The study, published last month in Nature Medicine, details a pioneering surgical technique called agonist-antagonist myoneural interface (AMI), a new approach to amputation that aims to preserve the neural and muscle connections needed for smooth limb control.

In effect, the AMI reconnects the prosthetic limbs to the muscles of the residual limb so that the two can continue to “communicate” with each other and transmit that vital positional sensation to the brain. These muscle signals are processed by a robotic controller that determines how far the prosthetic ankle joint needs to be bent, while calculating the torque and power output required.

The team tested this interface on seven AMI patients who had powered prosthetic legs. The results were quite astonishing: The AMI patients moved at normal speeds, automatically adapted to slopes and obstacles, and even performed more complex movements like pointing the prosthetic toes upward while climbing stairs.

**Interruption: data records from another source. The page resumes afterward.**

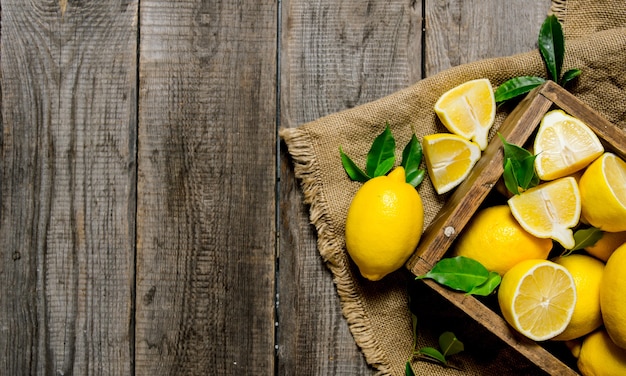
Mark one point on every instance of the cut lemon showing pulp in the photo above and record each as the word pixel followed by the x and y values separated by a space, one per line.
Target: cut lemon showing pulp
pixel 468 110
pixel 564 145
pixel 449 159
pixel 537 298
pixel 549 210
pixel 603 193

Lead researcher Hugh Herr called the study “the first prosthetic study in history” to show complete neural modulation of a leg. Here, the nervous system alone drives a natural biological gait, independent of any robotic control algorithms. Essentially, the AMI tricks the brain into thinking the prosthesis is just another biological limb under its direct control.

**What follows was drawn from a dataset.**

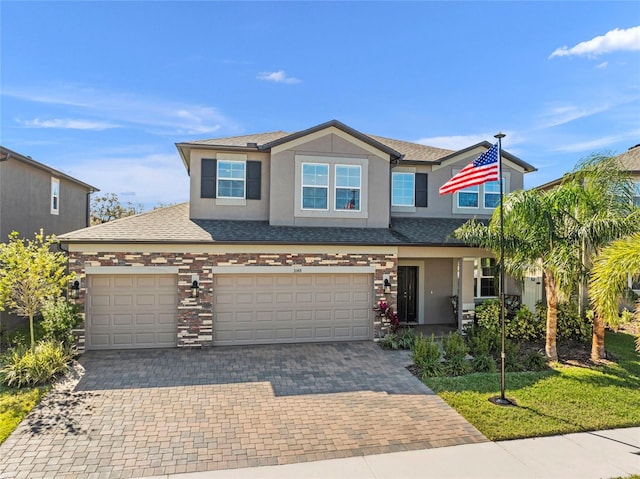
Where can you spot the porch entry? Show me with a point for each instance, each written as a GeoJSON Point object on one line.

How did such limited neural input enable such a wide range of movements? According to graduate student Lenny Song, “a small increase in neural feedback from your amputated limb can restore significant bionic neural controllability, to the point where you allow people to directly neurally control walking speed, adapt to different terrain, and avoid obstacles.”

The researchers compared the AMI group to seven people who had undergone traditional amputations and used the same powered prosthetic legs. The AMI patients outperformed them in every way: faster walking speed, smoother movements, and better coordination between the prosthetic and intact limbs. They could even push off the ground with normal force.

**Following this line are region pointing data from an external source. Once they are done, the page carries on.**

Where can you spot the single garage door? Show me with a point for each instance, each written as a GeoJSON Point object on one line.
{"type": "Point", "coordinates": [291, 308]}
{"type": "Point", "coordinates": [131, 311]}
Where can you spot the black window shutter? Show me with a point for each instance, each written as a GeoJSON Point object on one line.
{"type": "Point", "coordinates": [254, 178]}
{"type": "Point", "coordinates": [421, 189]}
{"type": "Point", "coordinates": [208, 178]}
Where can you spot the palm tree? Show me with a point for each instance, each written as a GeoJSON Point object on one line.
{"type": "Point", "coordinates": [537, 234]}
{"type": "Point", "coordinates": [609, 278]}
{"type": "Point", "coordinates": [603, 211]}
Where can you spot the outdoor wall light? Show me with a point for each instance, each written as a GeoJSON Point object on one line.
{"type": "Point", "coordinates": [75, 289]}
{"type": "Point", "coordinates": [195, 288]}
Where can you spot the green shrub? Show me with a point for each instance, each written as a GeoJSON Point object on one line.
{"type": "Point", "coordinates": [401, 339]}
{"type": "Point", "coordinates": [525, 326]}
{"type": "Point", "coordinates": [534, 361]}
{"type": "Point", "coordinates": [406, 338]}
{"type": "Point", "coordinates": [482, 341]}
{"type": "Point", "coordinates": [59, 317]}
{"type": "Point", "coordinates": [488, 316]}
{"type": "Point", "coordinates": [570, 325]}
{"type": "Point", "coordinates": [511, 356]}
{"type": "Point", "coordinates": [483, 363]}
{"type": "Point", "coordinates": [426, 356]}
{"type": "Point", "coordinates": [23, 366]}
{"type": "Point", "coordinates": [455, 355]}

AMI patients also saw reduced pain, muscle atrophy, and other lingering problems associated with traditional amputations. Although their limbs received only about 20 percent of the normal neural input, that was enough for the brain’s hidden talents for biomimetic movement to take over.

Of course, the actual IAM procedure remains a complex operation. But Herr’s ultimate vision is to “rebuild human bodies” by merging biological systems with mind-controlled bionics.